There are 29 million falls each year and they are the leading cause of injury-related death in older adults. More than 7 million older adults require medical treatment or restricted activity following a fall.

Falls are a primary cause for lack of independence, which can result in seniors no longer living at home.

Did you know that the home in which your senior loved one chooses to live as they age may be contributing to falls that could lead to injury, moving, or even their death?

Older homes often haven’t aged well and can cause senior loved ones to be unsafe in the very home in which they choose to age in place.
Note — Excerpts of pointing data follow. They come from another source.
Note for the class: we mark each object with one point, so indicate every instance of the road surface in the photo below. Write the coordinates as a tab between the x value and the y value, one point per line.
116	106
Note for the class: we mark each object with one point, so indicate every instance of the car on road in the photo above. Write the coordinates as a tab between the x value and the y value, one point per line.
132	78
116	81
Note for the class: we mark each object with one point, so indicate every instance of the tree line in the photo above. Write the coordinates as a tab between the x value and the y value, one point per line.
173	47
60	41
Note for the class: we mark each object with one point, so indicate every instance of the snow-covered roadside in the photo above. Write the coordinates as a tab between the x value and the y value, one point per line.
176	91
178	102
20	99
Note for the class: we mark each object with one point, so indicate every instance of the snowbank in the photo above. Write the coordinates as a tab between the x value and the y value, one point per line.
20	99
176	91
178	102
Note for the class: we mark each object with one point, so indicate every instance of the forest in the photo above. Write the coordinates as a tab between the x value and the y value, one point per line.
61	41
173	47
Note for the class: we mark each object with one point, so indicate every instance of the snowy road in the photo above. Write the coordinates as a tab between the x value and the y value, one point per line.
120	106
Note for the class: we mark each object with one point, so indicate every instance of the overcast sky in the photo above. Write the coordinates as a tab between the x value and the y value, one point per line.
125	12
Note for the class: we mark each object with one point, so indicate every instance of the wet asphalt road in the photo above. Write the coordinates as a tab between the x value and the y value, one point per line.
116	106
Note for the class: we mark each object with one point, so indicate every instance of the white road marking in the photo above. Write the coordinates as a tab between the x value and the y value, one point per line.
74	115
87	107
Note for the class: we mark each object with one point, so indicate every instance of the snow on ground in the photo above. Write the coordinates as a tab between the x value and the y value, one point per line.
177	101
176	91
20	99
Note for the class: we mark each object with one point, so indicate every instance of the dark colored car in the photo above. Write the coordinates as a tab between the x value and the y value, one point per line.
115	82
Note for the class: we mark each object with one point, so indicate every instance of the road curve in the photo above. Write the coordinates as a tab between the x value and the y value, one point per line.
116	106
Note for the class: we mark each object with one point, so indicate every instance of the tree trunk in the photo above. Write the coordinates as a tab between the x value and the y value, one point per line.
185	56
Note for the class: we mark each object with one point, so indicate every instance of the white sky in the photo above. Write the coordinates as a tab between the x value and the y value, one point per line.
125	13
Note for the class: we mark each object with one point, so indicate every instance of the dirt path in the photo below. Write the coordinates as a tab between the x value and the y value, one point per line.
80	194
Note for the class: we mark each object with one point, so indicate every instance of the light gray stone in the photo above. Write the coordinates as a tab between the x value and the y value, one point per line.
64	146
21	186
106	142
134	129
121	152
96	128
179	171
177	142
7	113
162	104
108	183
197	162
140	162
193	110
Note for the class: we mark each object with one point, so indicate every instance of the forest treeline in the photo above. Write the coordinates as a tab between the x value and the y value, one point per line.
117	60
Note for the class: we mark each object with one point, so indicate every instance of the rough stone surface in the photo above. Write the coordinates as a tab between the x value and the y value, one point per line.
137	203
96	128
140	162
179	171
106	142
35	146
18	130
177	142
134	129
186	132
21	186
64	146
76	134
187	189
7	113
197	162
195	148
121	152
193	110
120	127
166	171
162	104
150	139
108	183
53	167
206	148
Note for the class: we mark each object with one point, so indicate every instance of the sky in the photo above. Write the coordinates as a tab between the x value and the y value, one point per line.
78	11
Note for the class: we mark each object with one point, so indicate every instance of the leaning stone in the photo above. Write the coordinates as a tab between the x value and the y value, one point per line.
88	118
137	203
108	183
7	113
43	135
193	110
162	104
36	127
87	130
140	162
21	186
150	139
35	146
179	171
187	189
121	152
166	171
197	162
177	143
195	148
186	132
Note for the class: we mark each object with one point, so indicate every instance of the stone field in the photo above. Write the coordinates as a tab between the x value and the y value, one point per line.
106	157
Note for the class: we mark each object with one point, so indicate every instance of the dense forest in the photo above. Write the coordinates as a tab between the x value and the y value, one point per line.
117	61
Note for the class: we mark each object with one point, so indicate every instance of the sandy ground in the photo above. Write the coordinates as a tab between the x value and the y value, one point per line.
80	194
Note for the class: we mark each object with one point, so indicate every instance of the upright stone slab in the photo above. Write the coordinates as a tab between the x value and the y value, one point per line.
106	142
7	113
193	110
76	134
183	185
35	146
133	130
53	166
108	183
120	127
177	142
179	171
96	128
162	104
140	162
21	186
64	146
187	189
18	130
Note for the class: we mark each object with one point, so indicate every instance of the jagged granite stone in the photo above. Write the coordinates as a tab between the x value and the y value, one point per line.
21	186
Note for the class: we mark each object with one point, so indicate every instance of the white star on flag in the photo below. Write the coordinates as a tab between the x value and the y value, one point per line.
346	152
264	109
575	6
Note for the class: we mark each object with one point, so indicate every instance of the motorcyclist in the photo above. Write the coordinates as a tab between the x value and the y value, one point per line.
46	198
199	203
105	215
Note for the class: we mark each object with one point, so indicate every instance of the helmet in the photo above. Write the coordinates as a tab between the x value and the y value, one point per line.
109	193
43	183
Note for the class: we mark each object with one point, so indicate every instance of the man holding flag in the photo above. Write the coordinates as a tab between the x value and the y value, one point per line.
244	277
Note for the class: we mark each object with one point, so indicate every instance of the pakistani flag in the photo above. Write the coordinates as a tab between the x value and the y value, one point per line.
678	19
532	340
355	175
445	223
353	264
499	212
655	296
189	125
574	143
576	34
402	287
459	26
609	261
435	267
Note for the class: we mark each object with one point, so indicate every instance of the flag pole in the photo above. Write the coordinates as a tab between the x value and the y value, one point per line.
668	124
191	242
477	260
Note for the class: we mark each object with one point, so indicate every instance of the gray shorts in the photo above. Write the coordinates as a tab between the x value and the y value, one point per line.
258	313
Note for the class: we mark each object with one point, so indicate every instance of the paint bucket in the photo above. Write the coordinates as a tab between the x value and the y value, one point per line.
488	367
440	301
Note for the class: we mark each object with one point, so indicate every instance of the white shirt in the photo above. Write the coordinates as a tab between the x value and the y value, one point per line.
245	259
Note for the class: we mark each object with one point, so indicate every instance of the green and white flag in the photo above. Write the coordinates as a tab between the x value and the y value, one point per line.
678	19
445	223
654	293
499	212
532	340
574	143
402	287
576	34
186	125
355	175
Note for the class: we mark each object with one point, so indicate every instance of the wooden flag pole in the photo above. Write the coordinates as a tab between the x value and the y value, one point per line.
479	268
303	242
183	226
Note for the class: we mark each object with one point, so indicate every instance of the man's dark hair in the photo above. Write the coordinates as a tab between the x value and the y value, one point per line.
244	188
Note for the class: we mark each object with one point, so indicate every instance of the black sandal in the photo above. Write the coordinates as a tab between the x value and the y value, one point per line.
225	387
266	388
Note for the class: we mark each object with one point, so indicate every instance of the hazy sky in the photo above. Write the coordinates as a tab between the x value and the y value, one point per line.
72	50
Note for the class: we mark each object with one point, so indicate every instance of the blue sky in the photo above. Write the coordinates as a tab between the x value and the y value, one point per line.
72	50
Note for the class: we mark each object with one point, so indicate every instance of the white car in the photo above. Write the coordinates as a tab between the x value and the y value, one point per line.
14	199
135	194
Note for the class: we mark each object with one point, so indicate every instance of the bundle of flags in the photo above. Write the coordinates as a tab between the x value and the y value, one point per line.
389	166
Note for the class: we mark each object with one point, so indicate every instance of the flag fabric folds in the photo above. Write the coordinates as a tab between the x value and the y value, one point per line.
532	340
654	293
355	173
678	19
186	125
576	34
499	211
Worn out homes can lead to falls for seniors when they become unsafe, even when the senior is steady on their feet.

Failures of Aging Homes

There are many drawbacks to aging homes that may make it difficult, expensive, and even unsafe for our senior loved ones to continue to live in their home.

Here are a few items that family caregivers can check and repair as needed:

  • Outdated electric outlets and wiring; use of extension cords
  • Uneven floors
  • Inadequate lighting
  • Insufficient funds to maintain or repair a home
  • Peeling paint
  • Inferior insulation
  • Nonfunctioning heating or air conditioning units

These are some items that can make that home more livable for older residents:

  • Installation of grab bars, ramps, curbless showers, lever handles
  • Utilization of available tax credits for repairs; programs to do repairs like rebuilding together, volunteer helpers
  • Room for mobility using assistive devices like walkers and wheelchairs
  • Main floor living and sleeping
  • Zero step entry

Who will observe these unsafe housing conditions?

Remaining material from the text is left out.